We then loaded it into our datawarehouse (Redshift) that give data analyst opportunity to do realtime dashboard of backend activity
Ipsen is a pharmaceutical company
Alongside another data engineer we exploring multiple projects to resolve issue encountered by marketing and research teams sharing progress during spring (3 weeks) for Ipsen an pharmaceutical company
The two most advanced projects are listed below and all of them were hosted on AWS ec2 using docker-compose.
-Team’s responsible for handling clinical trials of new drugs needed insight on previous research done by other companies in the whole world, so we did data mining on official reports for specific diseases, cross referenced the sources then displayed it on an interactive map using Folium, we ended up pushing some fix to folium.

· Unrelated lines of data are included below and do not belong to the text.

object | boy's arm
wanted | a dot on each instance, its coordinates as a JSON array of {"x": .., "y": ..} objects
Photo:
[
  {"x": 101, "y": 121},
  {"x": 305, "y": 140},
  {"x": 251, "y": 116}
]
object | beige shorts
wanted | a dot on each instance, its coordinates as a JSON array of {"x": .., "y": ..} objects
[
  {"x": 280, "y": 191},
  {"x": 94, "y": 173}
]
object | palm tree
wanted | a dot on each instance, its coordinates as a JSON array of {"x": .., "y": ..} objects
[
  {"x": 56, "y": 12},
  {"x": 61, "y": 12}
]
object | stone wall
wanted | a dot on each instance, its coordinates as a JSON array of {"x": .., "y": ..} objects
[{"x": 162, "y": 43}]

-Marketing wanted to get feedback regarding new medicines on social media so we targeted tweets related to either the disease or drug, developed an algorithm to identify key opinion leaders (either medical professional or public personality) then used nlp tools to do sentiment analysis.
Engie is the main electricity provider in France
At Engie I worked on 2 projects with them
PAP:
With another data engineer and an app team in order to provide a solution to traveling salesmen that need to plan their road, get customer information and sign contracts on their tablets.
We had a huge focus on geolocation and we had to put in place
-Mongodb to store customer’s data (60 millions users)
-REST API written in Java for the application team
-Fix customer addresses using google maps data and apache Lucene
This project was successfully deployed and is still in production.
GDF 360:
To help desk support of Engie to provide better service to customers we implemented a POC in 6 months that displayed all known previous interactions between a customer and the company (call, bills, contract, …) using a graph database (neo4j) on a temporal axis.
HSBC is a major banking company
At HSBC I was doing maintenance of banking features for customer account in collaboration with remote chinese team
Education
University Of Cergy-Pontoise (UCP)
Master's degree in Computer Science
2013 - 2015
Main focus was on Java, Hadoop and SQL databases.